アイメイクにそのまま使用すると、ブラシはこんな感じに。落ちたメイクが極細毛によって再び毛穴に入る気がするし、マスカラのカスがブラシの奥に入ってしまうと、取り除くのにひと苦労。マスカラや濃いアイラインだけでも、軽く落としてから使用することをおすすめしたい

気になるメイク落ちをチェック!

「Po bling」での洗顔が気持ちよいことはわかったが、大切なのは、本当に毛穴の奥の汚れを浮かせて落としているのか? ということ。手洗いよりも洗いあがりがさっぱりした気はするが、気のせいなものかもしれない。ということで、手の甲に塗ったアイライナーで、「Po bling」音波振動の力を見てみることに。

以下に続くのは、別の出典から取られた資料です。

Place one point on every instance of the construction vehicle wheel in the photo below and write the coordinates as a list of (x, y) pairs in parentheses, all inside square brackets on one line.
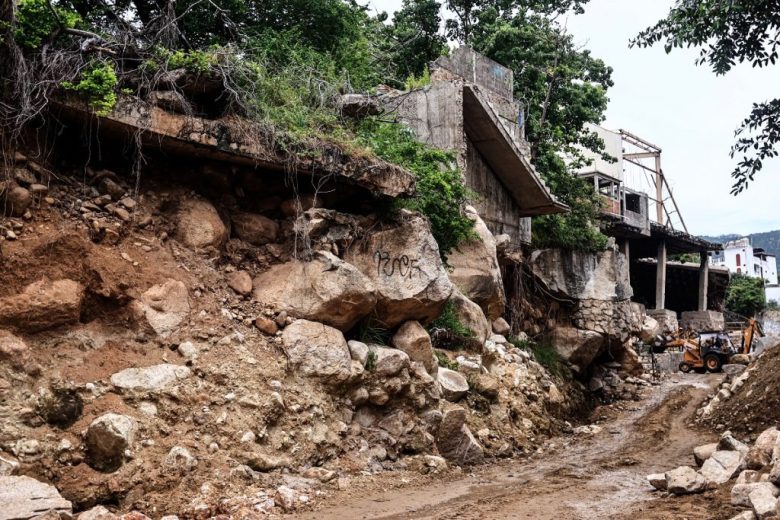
[(713, 362)]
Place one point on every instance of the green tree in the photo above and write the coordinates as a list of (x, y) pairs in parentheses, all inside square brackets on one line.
[(728, 33), (417, 37), (745, 295), (563, 87)]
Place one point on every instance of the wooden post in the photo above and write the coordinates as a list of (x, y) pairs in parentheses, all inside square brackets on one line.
[(704, 280), (660, 277)]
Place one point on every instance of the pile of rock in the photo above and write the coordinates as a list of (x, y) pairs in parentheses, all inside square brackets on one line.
[(610, 386), (736, 377), (756, 470)]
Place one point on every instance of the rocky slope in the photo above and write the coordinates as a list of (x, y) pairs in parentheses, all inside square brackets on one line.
[(178, 350)]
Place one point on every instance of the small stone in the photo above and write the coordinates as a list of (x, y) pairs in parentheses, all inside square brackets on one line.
[(684, 480), (128, 202), (658, 481), (358, 351), (704, 452), (121, 213), (26, 498), (453, 385), (108, 437), (38, 189), (286, 498), (240, 281), (321, 474), (181, 458), (8, 466), (266, 325), (764, 502), (188, 350), (500, 326)]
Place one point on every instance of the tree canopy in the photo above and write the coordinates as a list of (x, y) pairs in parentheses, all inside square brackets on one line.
[(563, 87), (283, 62), (729, 33)]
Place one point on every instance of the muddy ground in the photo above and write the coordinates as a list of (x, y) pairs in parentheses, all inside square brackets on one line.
[(601, 476)]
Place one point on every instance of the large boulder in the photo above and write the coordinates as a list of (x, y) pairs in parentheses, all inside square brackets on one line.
[(15, 199), (404, 264), (149, 379), (475, 269), (454, 439), (164, 307), (650, 329), (42, 305), (704, 452), (576, 346), (24, 498), (325, 289), (317, 350), (453, 384), (721, 467), (413, 339), (760, 454), (255, 229), (471, 316), (388, 361), (199, 225), (108, 437), (684, 480), (764, 502)]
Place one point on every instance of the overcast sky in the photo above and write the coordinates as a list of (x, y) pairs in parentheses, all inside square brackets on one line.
[(686, 110)]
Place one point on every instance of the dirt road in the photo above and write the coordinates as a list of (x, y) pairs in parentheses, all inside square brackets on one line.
[(602, 476)]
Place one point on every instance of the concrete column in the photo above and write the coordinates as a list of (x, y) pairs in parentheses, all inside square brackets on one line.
[(660, 277), (704, 280), (625, 248)]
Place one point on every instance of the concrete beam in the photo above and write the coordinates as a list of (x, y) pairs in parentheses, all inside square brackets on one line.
[(625, 248), (704, 280), (660, 277)]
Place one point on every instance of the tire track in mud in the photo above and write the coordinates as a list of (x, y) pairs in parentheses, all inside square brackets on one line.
[(598, 477)]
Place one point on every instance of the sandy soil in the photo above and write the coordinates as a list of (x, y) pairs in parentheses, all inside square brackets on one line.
[(602, 476)]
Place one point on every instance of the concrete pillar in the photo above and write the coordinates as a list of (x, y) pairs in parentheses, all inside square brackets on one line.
[(704, 280), (660, 277), (625, 248)]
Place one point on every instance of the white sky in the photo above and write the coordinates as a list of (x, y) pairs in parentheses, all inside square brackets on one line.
[(686, 110)]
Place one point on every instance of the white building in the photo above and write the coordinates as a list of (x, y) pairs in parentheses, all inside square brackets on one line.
[(742, 258)]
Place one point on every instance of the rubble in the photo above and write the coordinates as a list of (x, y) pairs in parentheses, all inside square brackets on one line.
[(24, 498)]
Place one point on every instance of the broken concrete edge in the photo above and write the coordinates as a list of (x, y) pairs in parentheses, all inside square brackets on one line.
[(240, 141), (501, 152)]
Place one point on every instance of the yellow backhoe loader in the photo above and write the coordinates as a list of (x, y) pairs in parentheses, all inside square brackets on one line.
[(711, 350)]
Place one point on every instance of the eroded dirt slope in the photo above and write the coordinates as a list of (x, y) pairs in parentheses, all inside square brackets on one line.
[(580, 477)]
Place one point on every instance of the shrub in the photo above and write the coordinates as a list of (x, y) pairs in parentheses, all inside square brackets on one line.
[(448, 320), (745, 295), (98, 82), (548, 357), (441, 192), (444, 361), (413, 82), (36, 22)]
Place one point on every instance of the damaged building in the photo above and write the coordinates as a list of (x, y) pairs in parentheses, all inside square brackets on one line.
[(651, 233)]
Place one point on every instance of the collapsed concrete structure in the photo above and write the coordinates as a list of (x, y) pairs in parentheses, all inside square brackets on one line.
[(649, 230), (470, 109)]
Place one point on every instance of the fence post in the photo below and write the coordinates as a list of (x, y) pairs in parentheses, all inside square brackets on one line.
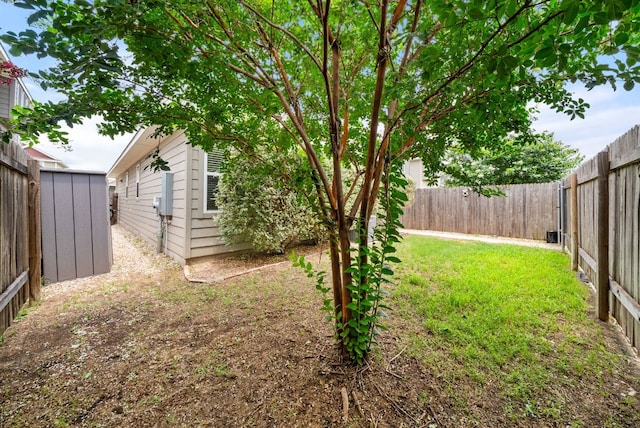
[(602, 297), (574, 222), (35, 232)]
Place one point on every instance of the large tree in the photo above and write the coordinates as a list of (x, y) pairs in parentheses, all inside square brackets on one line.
[(362, 83), (536, 158)]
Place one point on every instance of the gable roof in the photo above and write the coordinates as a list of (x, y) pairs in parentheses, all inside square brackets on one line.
[(141, 144), (5, 57)]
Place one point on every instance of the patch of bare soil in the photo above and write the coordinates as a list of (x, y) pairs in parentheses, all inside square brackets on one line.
[(152, 349)]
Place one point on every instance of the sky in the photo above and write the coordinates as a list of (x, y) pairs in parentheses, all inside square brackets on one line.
[(612, 113)]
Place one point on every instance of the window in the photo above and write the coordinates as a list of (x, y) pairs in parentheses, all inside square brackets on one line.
[(138, 181), (212, 162)]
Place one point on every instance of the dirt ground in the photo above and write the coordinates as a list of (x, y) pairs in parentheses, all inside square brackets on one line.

【動画でチェック! 】手にアイライナーで線を描き、「Po bling」で落としてみた。ほとんど力は入れていないが、軽くなでるようにするだけで、線がずいぶん薄くなったのがわかる

【手洗いと比較】動画同様、アイライナーで手の甲に描いた線を、手洗いしたものと、「Po bling」を使用したものとで比べてみた。向かって左側に「Po bling」を使用した。「Po bling」を使用した所は、手洗いに比べ、シワの奥のアイライナーがほとんど残っていない。これは予想以上!

まとめ

「Po bling」は「クレンジング」にも「洗顔」にも使用でき、その際にブラシを付け替える必要がない。そこが非常に使いやすいと感じた。平日の入浴時は眠い、もしくは疲れていることがほとんどな筆者でも、肌の調子に合わせて、「クレンジング」と「洗顔」をちゃんと使い分けていた。もし、ブラシの取り替えが必要だったら、きっとどちらかひとつのブラシしか使用しなかった可能性は高い。また、「Po bling」は持ちやすいので、ほかの電動洗顔ブラシと一緒に並んでいても、つい手に取る機会が多かったのも事実。

洗浄力も確かで、使用感は10,000円を越える価格帯のものと遜色ない。ブラシのもちがよいのも高ポイントだ。タイマー機能が付いていない点が気にならなければ、コストパフォーマンスの高さを感じられる製品だろう。

価格.comマガジン編集部/TASAI

最近、「男の美容家電特集」なるものを目にする機会が増えました。男性も美顔器や電動洗顔ブラシを使う時代のようです。「Po bling」は、男性が使ってももちろんOK。デザインもほかの電動洗顔ブラシに比べてシンプルなので、男性でも抵抗なく使えそう。プレゼントにもいいかもしれません。